Just as described in Substance and function, the motor of the evolution from one form of thought to the next is the regulative principle of convergence toward higher systematic unity, in a mutual adaptation of the forms of thought to experience:Footnote 24

Physics, as an empirical science, is equally bound to the “material” content, which sense perception offers it, and to these form-principles in which are expressed the universal conditions of the “possibility of experience.” It has to “invent” or to derive deductively the one as little as the other, i.e., neither the whole of empirical contents nor the whole of characteristic scientific forms of thought, but its task consists in progressively relating the realm of “forms” to the data of empirical observation and, conversely, the latter to the former. In this way, the sensuous manifold increasingly loses its “contingent” anthropomorphic character and assumes the imprint of thought, the imprint of systematic unity of form. Indeed “form,” just because it represents the active and shaping, the genuinely creative element, must not be conceived as rigid, but as living and moving.

The great merit of Cassirer’s variety of transcendental idealism is its ability to accommodate for even the deepest conceptual changes known in the history of science.
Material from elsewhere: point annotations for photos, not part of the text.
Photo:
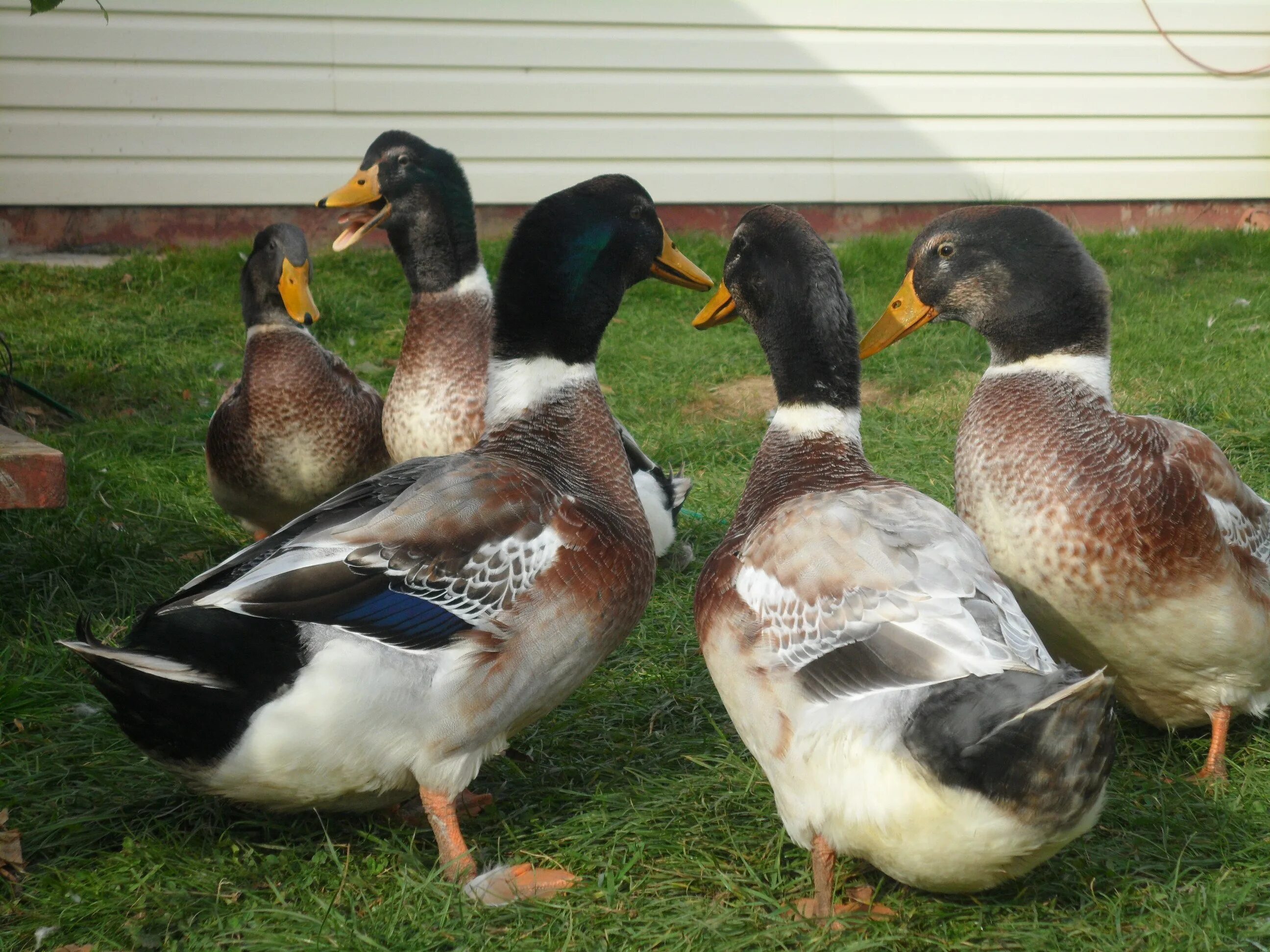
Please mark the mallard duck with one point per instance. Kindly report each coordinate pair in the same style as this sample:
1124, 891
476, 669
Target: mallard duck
297, 427
1131, 541
419, 196
876, 666
394, 638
This was later confirmed by the rationalization of the quantum revolution he offered in his Determinism and indeterminism.Footnote 25 This flexibility results from his reducing the absolute a priori conditions of knowledge to regulative principles of synthetic unity, lawfulness, and progressive convergence. The drawback is the vagueness of the characterization of the constitutive principles or “forms” that operate in the successive stages of a given science. Cassirer never meant his epistemology to be normative; he did not pretend to offer working rules for theorizing scientists. On the contrary, he believed the evolving forms of scientific thought and the direction in which they converge could only be identified by critical analysis of our best science in its historical development.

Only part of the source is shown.